Drug Enforcement Administration Seeks Scheduling of Tramadol

Citing increasing evidence of substantial abuse and diversion of tramadol, the Drug Enforcement Administration (DEA) proposes oversight of tramadol as a Schedule IV substance. The DEA seeks comments on the proposed scheduling of tramadol through January 3, 2014.

Recognizing the value of tramadol in veterinary medicine, our volunteer governance groups led by the Council on Biologic and Therapeutic Agents, Clinical Practitioners Advisory Committee, and Council on Veterinary Service are assessing the DEA’s proposal. In previous correspondence on opioid issues, in line with our mission, AVMA has recognized public health concerns regarding abuse/misuse, while also underscoring to the federal government the importance of such products in veterinary practice. In line with previous federal findings, we have also underscored to federal agencies how little diversion is associated with the veterinary medical profession.

To read more about current issues related to controlled substances, see our suggestions on compliance with DEA’s rules, and information on AVMA’s advocacy activities on DEA issues (including our strong advocacy on Capitol Hill for the Veterinary Medicine Mobility Act).

5 thoughts on “Drug Enforcement Administration Seeks Scheduling of Tramadol

  1. New Mexico has made tramadol a controlled drug and I think all states and/or the federal government should as well.

  2. While the possibility for abuse is there, I feel that one more layer of federal paper work will not stop some individual from either abusing the substance, or finding a way to gain access.
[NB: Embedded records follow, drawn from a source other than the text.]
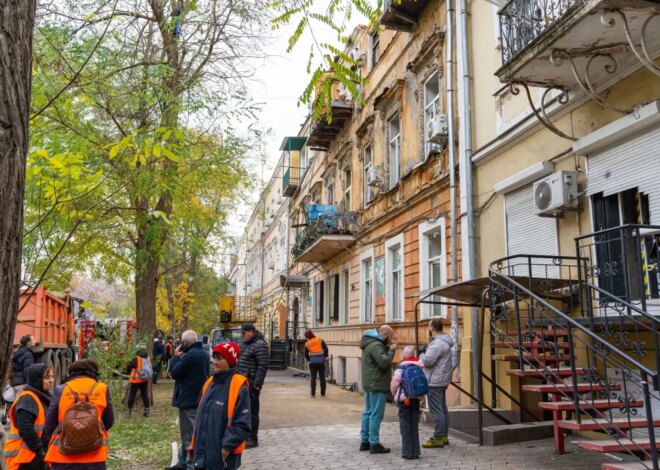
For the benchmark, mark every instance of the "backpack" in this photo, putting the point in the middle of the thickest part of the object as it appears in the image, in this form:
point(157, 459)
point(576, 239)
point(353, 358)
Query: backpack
point(146, 372)
point(80, 430)
point(413, 381)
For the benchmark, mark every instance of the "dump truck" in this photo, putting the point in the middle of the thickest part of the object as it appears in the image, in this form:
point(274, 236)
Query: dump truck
point(50, 319)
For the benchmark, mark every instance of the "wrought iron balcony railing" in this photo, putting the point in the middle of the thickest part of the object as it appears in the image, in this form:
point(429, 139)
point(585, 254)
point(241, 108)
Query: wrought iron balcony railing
point(523, 21)
point(335, 224)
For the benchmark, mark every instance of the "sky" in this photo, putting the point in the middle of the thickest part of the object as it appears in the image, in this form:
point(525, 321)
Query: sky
point(279, 81)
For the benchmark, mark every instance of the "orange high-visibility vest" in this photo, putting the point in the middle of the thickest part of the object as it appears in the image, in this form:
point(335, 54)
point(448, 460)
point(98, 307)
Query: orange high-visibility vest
point(135, 373)
point(315, 346)
point(237, 381)
point(16, 452)
point(80, 385)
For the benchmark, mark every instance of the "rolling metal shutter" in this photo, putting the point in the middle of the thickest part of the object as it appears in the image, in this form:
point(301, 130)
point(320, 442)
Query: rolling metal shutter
point(634, 163)
point(527, 233)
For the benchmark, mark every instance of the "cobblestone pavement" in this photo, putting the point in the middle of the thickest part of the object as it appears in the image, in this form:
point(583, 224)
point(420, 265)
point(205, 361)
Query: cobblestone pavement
point(299, 432)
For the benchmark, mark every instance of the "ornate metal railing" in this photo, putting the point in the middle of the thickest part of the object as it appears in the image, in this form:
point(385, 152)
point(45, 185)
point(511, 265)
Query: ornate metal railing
point(541, 307)
point(523, 21)
point(336, 224)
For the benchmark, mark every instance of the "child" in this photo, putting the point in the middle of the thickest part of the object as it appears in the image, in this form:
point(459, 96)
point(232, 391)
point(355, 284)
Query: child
point(408, 408)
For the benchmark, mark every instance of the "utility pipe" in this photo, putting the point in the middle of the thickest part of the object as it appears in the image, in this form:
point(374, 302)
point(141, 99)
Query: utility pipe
point(450, 78)
point(466, 129)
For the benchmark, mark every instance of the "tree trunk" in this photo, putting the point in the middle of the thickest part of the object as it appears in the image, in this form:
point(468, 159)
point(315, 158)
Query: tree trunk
point(16, 24)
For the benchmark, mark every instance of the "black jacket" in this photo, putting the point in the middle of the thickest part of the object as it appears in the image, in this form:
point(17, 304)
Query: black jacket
point(20, 361)
point(189, 371)
point(211, 431)
point(253, 362)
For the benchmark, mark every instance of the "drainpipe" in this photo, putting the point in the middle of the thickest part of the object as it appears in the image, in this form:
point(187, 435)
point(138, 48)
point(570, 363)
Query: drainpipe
point(450, 78)
point(467, 202)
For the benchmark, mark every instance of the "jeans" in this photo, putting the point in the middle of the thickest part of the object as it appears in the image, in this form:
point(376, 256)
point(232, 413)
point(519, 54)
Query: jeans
point(320, 370)
point(254, 412)
point(142, 387)
point(409, 427)
point(186, 427)
point(374, 410)
point(439, 412)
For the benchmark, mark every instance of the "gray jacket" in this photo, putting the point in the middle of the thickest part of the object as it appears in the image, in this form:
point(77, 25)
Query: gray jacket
point(437, 361)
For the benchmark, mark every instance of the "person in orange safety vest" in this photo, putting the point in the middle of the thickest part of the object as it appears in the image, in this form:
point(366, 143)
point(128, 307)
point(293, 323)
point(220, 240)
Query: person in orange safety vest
point(24, 448)
point(221, 431)
point(83, 380)
point(315, 352)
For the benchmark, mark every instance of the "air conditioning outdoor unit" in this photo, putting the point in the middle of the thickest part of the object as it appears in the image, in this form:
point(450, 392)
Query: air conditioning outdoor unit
point(374, 177)
point(437, 129)
point(556, 193)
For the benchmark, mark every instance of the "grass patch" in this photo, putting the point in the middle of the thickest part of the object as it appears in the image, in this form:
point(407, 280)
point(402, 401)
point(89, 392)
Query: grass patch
point(140, 442)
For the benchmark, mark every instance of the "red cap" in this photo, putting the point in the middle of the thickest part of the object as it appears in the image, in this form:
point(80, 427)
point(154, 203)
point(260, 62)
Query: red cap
point(229, 350)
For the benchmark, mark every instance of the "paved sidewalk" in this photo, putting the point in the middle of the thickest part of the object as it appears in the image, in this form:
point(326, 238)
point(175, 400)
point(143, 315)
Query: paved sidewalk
point(299, 432)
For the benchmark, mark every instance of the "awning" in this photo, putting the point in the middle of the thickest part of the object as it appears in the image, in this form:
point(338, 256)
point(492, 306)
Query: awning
point(469, 292)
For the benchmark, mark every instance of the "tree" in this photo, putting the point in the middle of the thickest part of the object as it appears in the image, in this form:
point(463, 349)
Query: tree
point(16, 26)
point(149, 116)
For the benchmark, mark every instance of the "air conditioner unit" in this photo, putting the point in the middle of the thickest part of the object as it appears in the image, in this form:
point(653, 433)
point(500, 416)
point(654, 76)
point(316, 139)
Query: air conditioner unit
point(374, 177)
point(556, 193)
point(437, 129)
The good for animal use is far exceeded by the rare occasion of abuse by humans.
    This compound is one that can be used to great effect, and such, need no additional monitoring.
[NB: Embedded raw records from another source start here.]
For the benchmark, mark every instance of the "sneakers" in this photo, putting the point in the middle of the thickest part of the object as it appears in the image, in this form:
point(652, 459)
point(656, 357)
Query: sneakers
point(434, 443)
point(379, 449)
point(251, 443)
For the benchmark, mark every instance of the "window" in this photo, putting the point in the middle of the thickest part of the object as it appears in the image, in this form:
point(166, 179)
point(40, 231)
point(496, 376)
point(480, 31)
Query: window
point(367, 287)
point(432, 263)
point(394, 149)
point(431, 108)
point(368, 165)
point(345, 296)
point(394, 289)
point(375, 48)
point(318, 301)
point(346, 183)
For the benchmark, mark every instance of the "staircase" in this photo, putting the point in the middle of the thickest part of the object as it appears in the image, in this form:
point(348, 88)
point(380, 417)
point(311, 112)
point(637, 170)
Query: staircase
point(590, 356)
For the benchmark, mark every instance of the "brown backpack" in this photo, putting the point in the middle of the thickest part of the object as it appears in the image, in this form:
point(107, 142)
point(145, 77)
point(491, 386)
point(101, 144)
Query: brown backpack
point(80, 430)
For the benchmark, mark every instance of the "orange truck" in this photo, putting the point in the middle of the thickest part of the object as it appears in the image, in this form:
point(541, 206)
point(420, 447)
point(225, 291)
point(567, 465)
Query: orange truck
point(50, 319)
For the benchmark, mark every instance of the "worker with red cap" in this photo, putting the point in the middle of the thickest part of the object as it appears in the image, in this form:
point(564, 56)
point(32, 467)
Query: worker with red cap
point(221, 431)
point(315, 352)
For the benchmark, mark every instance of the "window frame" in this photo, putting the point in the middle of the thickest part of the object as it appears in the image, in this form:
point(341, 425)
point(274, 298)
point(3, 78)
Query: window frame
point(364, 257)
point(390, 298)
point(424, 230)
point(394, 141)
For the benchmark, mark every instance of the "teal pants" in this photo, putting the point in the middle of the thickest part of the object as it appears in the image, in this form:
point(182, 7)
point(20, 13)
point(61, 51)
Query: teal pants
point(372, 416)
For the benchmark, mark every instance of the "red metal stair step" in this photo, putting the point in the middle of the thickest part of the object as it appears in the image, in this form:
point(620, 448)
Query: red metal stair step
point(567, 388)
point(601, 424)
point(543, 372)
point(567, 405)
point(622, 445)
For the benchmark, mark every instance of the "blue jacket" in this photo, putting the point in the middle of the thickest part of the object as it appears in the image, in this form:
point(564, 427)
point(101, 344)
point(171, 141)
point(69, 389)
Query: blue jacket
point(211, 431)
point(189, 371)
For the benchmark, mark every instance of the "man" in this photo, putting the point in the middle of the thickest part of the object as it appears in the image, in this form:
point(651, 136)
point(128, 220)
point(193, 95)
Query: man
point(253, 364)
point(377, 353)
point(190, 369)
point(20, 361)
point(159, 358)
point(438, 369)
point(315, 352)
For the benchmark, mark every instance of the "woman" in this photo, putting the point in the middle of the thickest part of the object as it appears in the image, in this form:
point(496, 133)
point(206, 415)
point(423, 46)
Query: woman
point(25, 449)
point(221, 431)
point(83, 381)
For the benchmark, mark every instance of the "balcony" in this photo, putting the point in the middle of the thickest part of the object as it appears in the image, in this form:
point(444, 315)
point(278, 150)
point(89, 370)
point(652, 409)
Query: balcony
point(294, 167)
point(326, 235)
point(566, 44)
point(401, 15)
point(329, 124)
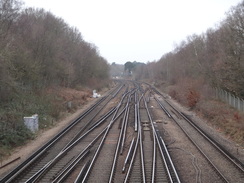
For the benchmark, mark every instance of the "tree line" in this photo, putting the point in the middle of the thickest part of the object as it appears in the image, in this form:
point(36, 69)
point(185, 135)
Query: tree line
point(38, 49)
point(215, 57)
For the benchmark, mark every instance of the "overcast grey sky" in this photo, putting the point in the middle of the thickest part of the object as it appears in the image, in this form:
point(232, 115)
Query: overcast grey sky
point(137, 30)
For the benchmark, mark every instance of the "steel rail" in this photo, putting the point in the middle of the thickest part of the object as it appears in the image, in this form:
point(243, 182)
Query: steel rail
point(121, 139)
point(230, 157)
point(154, 142)
point(141, 145)
point(44, 169)
point(129, 155)
point(103, 139)
point(15, 172)
point(197, 146)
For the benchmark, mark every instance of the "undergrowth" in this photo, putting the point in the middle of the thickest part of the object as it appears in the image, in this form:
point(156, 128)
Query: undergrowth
point(200, 98)
point(12, 129)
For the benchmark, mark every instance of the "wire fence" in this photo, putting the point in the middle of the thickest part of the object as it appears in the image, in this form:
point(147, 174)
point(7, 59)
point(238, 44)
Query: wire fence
point(230, 99)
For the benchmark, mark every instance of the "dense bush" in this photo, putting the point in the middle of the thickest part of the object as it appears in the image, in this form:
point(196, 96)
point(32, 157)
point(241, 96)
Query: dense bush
point(39, 50)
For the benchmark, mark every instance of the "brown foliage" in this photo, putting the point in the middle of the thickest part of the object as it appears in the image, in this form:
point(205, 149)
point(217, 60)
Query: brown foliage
point(192, 97)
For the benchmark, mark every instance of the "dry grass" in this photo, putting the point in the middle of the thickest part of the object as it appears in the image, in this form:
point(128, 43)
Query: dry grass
point(199, 98)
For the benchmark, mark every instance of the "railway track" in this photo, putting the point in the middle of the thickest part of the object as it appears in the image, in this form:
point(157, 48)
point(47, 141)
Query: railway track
point(224, 166)
point(115, 140)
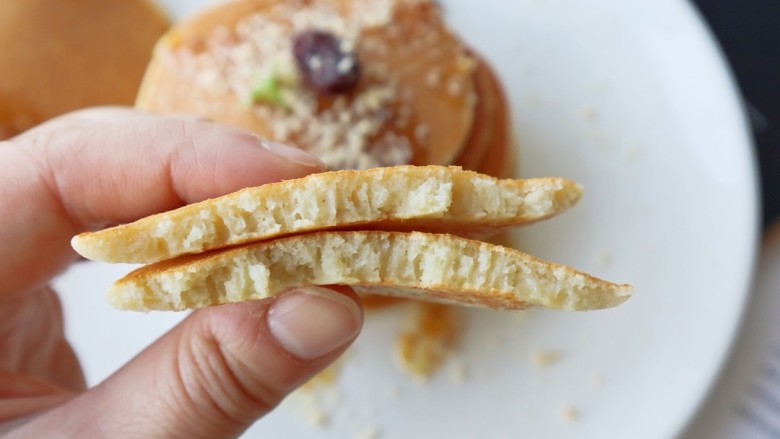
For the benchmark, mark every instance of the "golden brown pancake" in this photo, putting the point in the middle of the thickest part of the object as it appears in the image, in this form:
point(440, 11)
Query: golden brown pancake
point(420, 98)
point(58, 56)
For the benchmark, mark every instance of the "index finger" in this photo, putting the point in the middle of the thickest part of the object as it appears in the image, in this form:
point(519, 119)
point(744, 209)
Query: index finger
point(99, 167)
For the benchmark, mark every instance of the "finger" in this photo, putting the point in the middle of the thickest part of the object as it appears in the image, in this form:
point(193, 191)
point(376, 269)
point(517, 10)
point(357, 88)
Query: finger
point(217, 372)
point(112, 166)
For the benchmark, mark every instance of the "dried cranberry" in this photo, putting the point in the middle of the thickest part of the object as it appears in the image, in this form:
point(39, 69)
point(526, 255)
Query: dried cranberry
point(324, 63)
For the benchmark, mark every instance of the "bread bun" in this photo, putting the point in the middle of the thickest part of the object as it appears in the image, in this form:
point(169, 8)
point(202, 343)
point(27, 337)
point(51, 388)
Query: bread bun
point(58, 56)
point(422, 97)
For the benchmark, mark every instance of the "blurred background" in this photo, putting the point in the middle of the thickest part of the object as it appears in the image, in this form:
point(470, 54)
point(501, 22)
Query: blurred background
point(749, 33)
  3. I am a volunteer on the AVMA COBTA referred to in this blog post. Our companion animal practice has treated Tramadol as a CS for a few years. We log it the same as other CS. The only difference is we do not have to send in a DEA form when we order. I do think it is wise to keep track of the dispensing and prescribing of this drug. There is abuse potential and I am not opposed to the DEA scheduling tramadol because of this fact.

    I believe it will have minimal impact on veterinarians and I am not sure what reasons AVMA could cite for opposing this proposal by DEA. As veterinarians, we should support efforts to prevent abuse of these therapeutic pharmaceuticals.

    We are very interested in hearing from members to see how this issue affects you in day to day clinical practice. What are your thoughts? We listen and discuss what is happening out there so feel free to comment!

    K. Fred Gingrich II DVM
    Ashland, OH

  4. I think at the very least some guidelines are needed. One of my client’s sons was found taking the dog’s tramadol as an example. Also,one of my colleagues nearby is dispensing 270 tablets at a time for one patient. I think this is excessive and ill advised.

  5. The need to more tightly regulate must be balanced with the cost to owners/clients and benefits. Perhaps we need to rethink prohibition? When has it ever worked? Professionals who fail to perform their professional duty to monitor use closely should be sanctioned by their state regulatory agencies. I question the need to interject a Federal layer of regulation for this medication.